In 1910, the Flexner report highlighted widespread failures of medical education and recommended a standard curriculum for all doctors. This process of standardization culminated in 1992 when all U.S. physicians were required to take and pass a set of national medical exams. And yet, 30 years later, fully trained and board-certified doctors still have to apply for a medical license in every state where they wish to practice medicine.

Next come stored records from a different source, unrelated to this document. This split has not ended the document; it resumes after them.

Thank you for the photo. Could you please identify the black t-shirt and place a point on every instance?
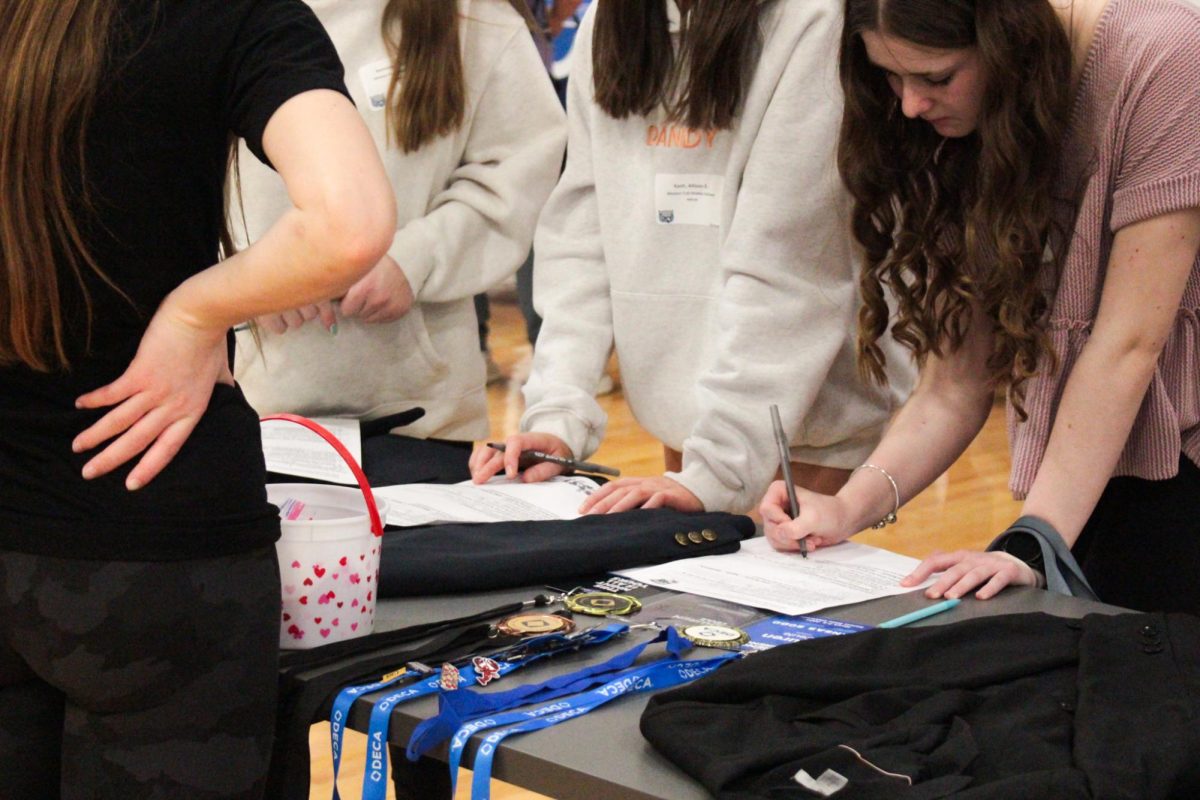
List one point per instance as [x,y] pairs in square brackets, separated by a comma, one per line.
[183,78]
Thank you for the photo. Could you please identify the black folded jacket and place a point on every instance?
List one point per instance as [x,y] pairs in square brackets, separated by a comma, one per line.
[444,559]
[1025,705]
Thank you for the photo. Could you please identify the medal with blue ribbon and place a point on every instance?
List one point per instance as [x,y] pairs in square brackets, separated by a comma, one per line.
[375,780]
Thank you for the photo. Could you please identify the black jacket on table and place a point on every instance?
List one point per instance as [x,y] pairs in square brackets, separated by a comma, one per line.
[1025,705]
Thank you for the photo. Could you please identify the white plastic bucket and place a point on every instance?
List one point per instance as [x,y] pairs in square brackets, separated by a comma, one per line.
[329,554]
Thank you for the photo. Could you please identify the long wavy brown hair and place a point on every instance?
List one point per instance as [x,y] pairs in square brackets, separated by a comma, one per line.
[636,68]
[952,222]
[51,55]
[427,92]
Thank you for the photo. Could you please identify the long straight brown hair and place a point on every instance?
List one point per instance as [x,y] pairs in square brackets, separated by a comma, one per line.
[636,68]
[427,94]
[52,53]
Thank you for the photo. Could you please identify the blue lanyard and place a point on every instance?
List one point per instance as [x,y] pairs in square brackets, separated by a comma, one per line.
[659,675]
[455,709]
[375,779]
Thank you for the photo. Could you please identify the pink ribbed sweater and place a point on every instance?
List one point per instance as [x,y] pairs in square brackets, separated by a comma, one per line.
[1133,152]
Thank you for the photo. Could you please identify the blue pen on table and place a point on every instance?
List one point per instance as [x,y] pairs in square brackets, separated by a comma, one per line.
[534,456]
[785,468]
[921,613]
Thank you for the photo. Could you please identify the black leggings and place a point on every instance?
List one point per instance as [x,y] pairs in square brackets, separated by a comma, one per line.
[123,679]
[1141,545]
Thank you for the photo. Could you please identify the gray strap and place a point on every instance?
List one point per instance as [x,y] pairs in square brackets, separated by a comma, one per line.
[1062,571]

Without a second license, a doctor in Chicago can’t provide care to a patient across a state border in Indiana, even if separated by mere miles.

The PHE declaration did allow doctors to provide virtual care to patients in other states. However, with that policy expiring in May, physicians will again face overly restrictive regulations held over from centuries past.

Given the advances in medicine, the availability of technology and growing shortage of skilled clinicians, these regulations are illogical and problematic. Heart attacks, strokes and cancer know no geographic boundaries. With air travel, people can contract medical illnesses far from home. Regulators could safely implement a common national licensing process—assuming states would recognize it and grant a medical license to any doctor without a history of professional impropriety.

But that’s unlikely to happen. The reason is financial. Licensing fees support state medical boards. And state-based restrictions limit competition from out of state, allowing local providers to drive up prices.

To address healthcare’s quality, access and affordability challenges, we need to achieve economies of scale. That would be best done by allowing all doctors in the U.S. to join one care-delivery pool, rather than retaining 50 separate ones.

Doing so would allow for a national mental-health service, giving people in underserved areas access to trained therapists and helping reduce the 46,000 suicides that take place in America each year.

Regulators need to catch up

Medicine is a complex profession in which errors kill people. That’s why we need healthcare regulations. Doctors and nurses need to be well trained, so that life-threatening medications can’t fall into the hands of people who will misuse them.

But when outdated thinking leads to deaths from drug overdoses, prevents patients from improving their own health and limits access to the nation’s best medical expertise, regulators need to recognize the harm they’re doing.  

Healthcare is changing as technology races ahead. Regulators need to catch up.